He Jin, Ma Chuncai, Wang Fangnan
Division of Nephrology and Endocrinology, Chonggang General Hospital, Chongqing 400016, P.R. China.
Med Int (Lond). 2022 May 31;2(3):18. doi: 10.3892/mi.2022.43. eCollection 2022 May-Jun.
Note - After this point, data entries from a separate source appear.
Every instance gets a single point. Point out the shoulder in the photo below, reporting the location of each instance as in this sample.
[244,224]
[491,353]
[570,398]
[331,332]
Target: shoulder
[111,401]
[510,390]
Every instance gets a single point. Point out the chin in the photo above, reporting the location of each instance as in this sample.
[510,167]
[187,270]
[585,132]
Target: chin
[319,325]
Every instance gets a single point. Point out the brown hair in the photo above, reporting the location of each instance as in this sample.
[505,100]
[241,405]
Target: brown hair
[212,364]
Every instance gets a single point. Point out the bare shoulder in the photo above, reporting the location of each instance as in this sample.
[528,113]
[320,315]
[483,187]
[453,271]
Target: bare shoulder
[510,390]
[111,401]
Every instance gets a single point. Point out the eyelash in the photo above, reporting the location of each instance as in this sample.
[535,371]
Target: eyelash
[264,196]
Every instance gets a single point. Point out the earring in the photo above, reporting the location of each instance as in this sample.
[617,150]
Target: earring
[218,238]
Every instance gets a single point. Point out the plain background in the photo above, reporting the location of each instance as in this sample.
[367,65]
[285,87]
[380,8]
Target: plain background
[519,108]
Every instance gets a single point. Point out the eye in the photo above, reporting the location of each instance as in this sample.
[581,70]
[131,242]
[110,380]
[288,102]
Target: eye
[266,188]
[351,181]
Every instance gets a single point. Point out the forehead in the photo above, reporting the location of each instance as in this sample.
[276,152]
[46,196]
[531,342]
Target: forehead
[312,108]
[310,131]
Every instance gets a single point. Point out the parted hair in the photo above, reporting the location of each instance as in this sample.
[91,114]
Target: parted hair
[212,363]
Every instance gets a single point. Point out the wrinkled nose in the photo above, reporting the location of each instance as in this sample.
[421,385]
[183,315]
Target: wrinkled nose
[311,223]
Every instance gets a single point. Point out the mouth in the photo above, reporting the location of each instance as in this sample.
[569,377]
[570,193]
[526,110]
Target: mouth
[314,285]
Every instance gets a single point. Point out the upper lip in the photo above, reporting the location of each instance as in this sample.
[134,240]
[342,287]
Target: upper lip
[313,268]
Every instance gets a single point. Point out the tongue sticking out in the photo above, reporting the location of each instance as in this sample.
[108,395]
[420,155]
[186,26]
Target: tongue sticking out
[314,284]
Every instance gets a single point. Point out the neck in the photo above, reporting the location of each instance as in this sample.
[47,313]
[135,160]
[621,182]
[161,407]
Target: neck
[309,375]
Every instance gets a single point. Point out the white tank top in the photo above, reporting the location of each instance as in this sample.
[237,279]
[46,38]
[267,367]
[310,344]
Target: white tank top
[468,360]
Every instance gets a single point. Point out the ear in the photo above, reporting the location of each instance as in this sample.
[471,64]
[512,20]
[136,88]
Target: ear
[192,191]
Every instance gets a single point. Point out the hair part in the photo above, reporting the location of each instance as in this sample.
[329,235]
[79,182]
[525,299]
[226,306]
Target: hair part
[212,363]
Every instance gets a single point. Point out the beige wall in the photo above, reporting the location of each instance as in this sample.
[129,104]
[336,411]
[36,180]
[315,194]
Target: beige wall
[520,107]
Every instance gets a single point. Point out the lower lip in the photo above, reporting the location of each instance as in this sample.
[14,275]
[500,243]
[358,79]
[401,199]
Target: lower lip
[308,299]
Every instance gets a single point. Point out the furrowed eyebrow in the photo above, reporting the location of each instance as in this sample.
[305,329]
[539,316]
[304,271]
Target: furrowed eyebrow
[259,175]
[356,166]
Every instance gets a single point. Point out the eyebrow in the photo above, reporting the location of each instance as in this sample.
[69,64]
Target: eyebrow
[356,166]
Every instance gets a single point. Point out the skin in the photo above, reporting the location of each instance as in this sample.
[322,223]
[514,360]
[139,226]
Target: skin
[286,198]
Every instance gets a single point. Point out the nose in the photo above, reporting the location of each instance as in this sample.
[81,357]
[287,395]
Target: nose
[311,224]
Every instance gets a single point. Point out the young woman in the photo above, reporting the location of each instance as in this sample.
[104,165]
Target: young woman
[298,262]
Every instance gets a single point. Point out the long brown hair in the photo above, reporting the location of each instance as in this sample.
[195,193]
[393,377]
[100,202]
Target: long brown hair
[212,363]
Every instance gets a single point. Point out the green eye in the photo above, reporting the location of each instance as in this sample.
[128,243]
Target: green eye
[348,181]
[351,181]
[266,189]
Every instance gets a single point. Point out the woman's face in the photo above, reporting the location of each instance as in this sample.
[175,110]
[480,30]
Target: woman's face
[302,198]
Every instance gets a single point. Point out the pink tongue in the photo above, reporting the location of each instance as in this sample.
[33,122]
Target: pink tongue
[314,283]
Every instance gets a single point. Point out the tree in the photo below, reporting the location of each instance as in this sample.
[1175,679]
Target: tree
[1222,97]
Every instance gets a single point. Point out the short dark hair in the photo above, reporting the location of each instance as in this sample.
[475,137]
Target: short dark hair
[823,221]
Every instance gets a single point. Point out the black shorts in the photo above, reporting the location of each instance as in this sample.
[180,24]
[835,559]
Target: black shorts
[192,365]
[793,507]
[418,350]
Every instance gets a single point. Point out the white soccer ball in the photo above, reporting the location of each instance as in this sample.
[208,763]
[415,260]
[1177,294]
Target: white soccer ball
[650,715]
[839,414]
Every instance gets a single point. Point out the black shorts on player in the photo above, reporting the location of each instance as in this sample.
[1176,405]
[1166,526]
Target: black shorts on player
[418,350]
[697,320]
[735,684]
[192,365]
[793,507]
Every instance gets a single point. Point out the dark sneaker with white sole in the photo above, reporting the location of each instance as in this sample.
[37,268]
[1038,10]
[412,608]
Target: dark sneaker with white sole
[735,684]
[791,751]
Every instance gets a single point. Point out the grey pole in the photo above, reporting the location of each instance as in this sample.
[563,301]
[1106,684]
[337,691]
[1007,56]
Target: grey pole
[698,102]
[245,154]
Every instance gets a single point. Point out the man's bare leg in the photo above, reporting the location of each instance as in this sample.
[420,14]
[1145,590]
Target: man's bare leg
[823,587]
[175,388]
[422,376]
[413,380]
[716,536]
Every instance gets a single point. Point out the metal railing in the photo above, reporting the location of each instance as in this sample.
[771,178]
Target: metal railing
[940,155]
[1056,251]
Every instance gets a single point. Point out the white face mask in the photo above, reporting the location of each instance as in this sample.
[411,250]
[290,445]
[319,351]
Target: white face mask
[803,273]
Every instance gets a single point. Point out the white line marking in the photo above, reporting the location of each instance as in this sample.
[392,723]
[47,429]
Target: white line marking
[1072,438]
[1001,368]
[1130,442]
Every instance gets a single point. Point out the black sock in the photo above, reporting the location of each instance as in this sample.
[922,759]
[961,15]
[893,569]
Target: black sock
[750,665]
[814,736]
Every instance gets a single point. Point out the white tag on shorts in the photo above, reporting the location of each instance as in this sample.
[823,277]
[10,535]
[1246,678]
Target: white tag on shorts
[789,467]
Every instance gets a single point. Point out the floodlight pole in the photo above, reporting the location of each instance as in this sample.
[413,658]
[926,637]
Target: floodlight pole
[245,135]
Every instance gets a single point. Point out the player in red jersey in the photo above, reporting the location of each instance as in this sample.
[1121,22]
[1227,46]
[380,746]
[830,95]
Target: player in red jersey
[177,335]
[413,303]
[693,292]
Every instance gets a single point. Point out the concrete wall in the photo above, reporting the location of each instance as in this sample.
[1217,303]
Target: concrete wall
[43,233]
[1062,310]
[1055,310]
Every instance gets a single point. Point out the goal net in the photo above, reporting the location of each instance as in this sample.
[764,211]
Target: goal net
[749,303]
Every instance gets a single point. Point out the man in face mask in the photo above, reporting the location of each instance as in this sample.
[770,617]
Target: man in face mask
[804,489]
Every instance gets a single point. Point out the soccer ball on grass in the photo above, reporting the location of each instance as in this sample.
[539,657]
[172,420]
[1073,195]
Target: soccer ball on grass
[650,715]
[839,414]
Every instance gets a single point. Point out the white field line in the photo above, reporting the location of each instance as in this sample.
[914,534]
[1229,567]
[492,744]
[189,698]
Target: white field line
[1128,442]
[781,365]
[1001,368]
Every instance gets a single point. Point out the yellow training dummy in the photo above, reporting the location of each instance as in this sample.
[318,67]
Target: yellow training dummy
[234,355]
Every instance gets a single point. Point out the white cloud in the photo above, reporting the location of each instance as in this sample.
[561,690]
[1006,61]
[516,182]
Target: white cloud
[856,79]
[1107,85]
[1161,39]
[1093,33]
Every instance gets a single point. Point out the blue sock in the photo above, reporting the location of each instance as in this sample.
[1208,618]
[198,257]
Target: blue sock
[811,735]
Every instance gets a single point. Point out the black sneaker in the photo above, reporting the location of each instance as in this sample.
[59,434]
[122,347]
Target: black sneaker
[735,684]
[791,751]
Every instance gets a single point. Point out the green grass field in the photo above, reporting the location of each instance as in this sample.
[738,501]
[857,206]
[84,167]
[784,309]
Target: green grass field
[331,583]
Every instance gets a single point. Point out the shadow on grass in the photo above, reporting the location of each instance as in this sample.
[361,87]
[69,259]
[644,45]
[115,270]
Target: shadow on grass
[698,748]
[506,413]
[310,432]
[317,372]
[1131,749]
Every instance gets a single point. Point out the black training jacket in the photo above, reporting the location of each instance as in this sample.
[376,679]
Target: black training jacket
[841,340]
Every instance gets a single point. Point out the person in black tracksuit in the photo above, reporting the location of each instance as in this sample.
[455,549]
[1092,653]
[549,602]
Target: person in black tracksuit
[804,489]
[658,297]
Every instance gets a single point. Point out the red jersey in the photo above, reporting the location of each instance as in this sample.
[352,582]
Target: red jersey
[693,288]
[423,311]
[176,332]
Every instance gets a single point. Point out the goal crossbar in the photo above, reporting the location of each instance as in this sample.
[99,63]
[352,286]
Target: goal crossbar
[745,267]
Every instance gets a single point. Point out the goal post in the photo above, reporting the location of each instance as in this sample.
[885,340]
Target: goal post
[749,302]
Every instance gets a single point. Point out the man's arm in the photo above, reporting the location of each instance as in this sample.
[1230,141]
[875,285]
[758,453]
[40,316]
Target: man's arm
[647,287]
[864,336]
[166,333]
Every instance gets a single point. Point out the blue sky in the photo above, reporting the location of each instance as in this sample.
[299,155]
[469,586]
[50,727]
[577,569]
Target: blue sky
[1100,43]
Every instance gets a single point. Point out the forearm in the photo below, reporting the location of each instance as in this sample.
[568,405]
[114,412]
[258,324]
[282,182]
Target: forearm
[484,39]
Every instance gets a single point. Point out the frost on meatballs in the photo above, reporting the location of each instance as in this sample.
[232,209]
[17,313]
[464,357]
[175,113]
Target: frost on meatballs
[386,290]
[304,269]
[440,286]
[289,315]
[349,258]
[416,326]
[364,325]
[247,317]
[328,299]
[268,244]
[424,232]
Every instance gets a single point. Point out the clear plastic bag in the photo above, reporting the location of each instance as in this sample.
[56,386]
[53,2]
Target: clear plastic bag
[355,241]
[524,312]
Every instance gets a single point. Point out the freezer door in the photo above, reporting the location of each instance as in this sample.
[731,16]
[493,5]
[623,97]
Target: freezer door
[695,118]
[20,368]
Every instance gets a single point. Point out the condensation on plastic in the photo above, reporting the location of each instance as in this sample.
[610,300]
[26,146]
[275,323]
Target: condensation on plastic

Regional citrate anticoagulation (RCA) has been widely used in patients with high-risk bleeding for anticoagulation in renal replacement therapy. However, scientific reports on the use of RCA in double-filtration plasmapheresis (DFPP) are limited. In the available reports, anticoagulation was not performed in the plasma component separator. However, as demonstrated in the present study, during the treatment of a patient with anti-neutrophil cytoplasmic antibody-associated vasculitis, although RCA was used for DFPP, coagulation occurred in the plasma component separator, resulting in the interruption of treatment. Thus, segmental citrate anticoagulation (SCA) was used and the filter was successfully prevented from clotting again. The present study demonstrates that SCA can more effectively prevent the clogging of the plasma separator and the plasma component separator, thereby maintaining the continuity of treatment and avoiding treatment interruption.
局部枸橼酸盐抗凝(RCA)已广泛应用于肾替代治疗中具有高出血风险的患者进行抗凝。然而,关于在双重滤过血浆置换(DFPP)中使用RCA的科学报告有限。在现有报告中,血浆成分分离器未进行抗凝。然而,如本研究所示,在治疗一名抗中性粒细胞胞浆抗体相关性血管炎患者时,尽管在DFPP中使用了RCA,但血浆成分分离器仍发生凝血,导致治疗中断。因此,采用了分段枸橼酸盐抗凝(SCA),成功防止滤器再次凝血。本研究表明,SCA可以更有效地防止血浆分离器和血浆成分分离器堵塞,从而维持治疗的连续性并避免治疗中断。